There is ample evidence that the Howard Street Church served as a hub for abolitionist activities in Salem over the first half of the nineteenth century, but it’s hard to pay tribute to a site that is no longer there. I can’t even come up with a photograph (well, there is a semblance, see below), which is really frustrating as the Church was the creation of Samuel McIntire! It had a tower, and a very famous bell, which might have ended up the adjacent Central Baptist Church on St. Peter Street after the Howard Street congregation was dissolved (but the City of Salem had a claim, so I’m not sure). The Church was almost in constant flux: it started out as the Branch Street Church, named for the lane that connected Brown and Bridge Streets, later called Howard, and assumed the name Howard Street Church in 1828. Its denomination changed too: from Congregational to Presbyterian and back to Congregational. It’s the individuals that stand out in the history of this church, though: Spalding, Cheever, Torrey, Dodge and more, It seemed to draw men and women of great conviction. And if Howard Street’s abolitionist history was not illustrious enough, there is the role that the Church played in one of the most deadly battles in pre-20th century naval history: the defeat of the USS Chesapeake by the HMS Shannon on June 1, 1813. The former ship’s crew was annihilated in the 12-minute battle, which was watched by North Shore residents from atop Legg’s Hill. The Chesapeake‘s captain, James Lawrence of “Don’t Give up the Ship” fame, died shortly after that famous plea, along with several of his officers. The Chesapeake was sailed to Nova Scotia by the British with its dead and wounded aboard, and Salem’s George Crowninshield retrieved the remains of Captain Lawrence and Lieutenant August Ludlow from Halifax at his own expense and returned them to Salem for a formal funeral at the “Rev. Mr. Spauldings Meeting-house” in late August 1813. And thus the Howard Street Church became the center of national attention.

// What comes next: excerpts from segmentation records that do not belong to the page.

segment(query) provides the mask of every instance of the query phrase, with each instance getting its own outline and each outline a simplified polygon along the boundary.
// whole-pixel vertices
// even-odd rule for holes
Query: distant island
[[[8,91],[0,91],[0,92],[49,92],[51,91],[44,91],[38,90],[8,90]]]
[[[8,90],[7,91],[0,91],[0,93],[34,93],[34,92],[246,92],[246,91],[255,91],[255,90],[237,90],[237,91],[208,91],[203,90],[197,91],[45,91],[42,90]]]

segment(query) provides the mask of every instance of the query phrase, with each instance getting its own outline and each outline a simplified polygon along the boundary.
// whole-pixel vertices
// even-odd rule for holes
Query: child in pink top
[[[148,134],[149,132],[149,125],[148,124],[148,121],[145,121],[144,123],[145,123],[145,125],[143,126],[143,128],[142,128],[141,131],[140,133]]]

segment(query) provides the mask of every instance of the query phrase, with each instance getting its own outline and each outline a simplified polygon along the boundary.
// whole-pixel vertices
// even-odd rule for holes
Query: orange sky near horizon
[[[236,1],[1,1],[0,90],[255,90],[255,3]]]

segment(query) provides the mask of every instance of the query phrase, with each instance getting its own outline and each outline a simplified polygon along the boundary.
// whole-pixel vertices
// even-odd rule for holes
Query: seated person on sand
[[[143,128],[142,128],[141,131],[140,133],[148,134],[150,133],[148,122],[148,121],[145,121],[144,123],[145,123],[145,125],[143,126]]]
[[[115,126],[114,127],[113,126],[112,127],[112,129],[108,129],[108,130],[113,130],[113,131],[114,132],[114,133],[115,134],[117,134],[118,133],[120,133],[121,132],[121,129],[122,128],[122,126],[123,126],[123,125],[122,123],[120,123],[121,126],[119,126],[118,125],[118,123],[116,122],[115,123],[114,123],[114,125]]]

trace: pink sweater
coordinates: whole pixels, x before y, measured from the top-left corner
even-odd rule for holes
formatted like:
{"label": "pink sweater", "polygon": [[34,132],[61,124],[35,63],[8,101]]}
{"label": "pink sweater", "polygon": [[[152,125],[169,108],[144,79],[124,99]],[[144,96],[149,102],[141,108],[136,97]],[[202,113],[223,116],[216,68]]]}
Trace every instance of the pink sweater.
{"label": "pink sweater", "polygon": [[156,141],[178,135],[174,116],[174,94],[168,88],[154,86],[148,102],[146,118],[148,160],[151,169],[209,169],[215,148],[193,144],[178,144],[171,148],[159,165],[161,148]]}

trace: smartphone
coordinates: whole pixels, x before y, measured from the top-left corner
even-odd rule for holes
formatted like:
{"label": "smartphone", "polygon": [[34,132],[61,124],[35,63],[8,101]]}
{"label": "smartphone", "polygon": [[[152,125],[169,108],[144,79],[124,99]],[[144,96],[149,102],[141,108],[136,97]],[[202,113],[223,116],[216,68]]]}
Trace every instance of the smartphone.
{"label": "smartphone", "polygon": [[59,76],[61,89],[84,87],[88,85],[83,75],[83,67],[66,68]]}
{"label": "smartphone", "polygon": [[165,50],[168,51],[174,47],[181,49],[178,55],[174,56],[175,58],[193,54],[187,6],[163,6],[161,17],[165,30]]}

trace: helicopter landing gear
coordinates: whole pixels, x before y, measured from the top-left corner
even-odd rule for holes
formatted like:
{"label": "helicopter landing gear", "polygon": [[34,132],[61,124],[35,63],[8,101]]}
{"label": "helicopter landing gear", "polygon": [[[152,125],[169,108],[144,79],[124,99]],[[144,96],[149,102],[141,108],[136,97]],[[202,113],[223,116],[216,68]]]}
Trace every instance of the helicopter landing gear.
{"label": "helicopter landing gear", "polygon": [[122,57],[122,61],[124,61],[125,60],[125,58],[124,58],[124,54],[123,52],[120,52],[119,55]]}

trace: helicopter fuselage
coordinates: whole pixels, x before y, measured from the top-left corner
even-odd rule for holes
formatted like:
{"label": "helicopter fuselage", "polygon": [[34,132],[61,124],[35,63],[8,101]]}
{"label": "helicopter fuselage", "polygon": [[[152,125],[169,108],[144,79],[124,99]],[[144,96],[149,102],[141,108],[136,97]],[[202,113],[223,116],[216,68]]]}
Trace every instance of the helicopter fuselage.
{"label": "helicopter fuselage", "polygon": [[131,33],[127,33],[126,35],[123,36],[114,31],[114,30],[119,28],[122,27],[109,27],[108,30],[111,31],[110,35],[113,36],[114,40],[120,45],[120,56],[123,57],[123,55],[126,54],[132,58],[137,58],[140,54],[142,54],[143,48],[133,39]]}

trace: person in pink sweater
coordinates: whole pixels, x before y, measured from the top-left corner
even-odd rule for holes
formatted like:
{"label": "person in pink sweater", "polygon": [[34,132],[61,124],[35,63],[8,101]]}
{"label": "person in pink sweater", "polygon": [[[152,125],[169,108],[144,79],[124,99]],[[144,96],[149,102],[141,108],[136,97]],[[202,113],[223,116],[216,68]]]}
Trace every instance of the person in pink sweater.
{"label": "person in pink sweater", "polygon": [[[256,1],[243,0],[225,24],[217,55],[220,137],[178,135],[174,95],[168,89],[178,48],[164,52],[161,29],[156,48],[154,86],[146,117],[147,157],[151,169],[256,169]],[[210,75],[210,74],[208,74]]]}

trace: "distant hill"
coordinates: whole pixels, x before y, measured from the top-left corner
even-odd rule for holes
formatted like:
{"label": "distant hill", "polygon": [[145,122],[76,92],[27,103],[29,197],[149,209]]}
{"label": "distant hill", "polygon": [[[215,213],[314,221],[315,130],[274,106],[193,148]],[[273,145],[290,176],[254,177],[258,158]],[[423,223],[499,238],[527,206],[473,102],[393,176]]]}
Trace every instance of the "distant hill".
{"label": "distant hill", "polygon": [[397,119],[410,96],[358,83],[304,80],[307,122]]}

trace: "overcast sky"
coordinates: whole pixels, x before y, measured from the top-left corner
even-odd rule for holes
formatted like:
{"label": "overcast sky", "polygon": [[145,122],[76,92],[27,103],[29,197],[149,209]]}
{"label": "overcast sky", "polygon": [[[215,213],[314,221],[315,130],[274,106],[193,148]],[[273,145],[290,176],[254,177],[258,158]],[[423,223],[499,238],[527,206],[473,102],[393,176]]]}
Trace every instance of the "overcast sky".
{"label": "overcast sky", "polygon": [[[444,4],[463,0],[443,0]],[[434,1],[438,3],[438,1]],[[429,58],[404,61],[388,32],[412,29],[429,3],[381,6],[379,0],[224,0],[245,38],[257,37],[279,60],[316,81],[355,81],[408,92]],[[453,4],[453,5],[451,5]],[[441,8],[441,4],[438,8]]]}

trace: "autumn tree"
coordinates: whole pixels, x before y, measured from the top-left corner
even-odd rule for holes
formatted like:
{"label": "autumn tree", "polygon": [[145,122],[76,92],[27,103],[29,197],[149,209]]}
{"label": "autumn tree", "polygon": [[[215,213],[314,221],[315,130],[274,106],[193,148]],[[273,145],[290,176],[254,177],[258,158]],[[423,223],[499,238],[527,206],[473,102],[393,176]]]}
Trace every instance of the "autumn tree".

Massachusetts State Library; Newburyport Reporter and Country Gazette, August 24,1813.

The Howard Street congregation began to dissolve in 1864 and the end of the material church (in Salem) came in 1867 when everything was auctioned off. The McIntire Church building was removed, not destroyed: it was floated (I assume) over to Beverly, where it became the new Avenue Methodist Episcopal Church in 1869, with some adjustments and alterations at that time, and more in the 1880s, so I don’t think that the photograph below represents what the Howard Street Church looked like—though perhaps some semblance. Its former location became the site of a new Salem public school, the Prescott School, but not for long: the growing Polish Catholic community represented by the Church of St. John the Baptist purchased the closed Central Baptist Church in the first decade of the twentieth century, and expanded its property to Howard Street in the 1960s. The history of Salem’s churches is indeed quite dynamic!

Salem Gazette; 1874 Salem Atlas @State Library of Massachusetts; photograph of the Avenue Methodist Episcopal Church, Historic Beverly. The displaced congregation of St. Alphonse began worshipping in this Church after the Great Salem Fire of 1914, and it was destroyed by arson in 1963.


6 responses to “The Howard Street Church

  • Bob Strom

    Donna very nice blog. You filled in some details for me. Thanks l did find a reference and the song sung at Lawrence and Ludlow ‘s funeral when they were brought back to Salem on Crowninshield’s brig Henry. Essex Register 8/21/1813. Also in Old Salem at Sea in Ballad and Song. Thanks Bob

  • Norm Corbin

    Thanks Donna, this brought back many memories. In the 1960’s my father owed the apartment building (was at one time a mansion) at the corner of Howard & Brown Street (#8). Your map shows it as the heirs of Thomas Downing. I’ve been by the cemetery many times but never knew anything about its history. Thanks Norm Corbin

  • Anne

    Super interesting, Donna! It’s an odd thing, having all this important history but no extant repository for these memories, but you’ve done a good job letting us know about the importance of this church while it was a Salem institution.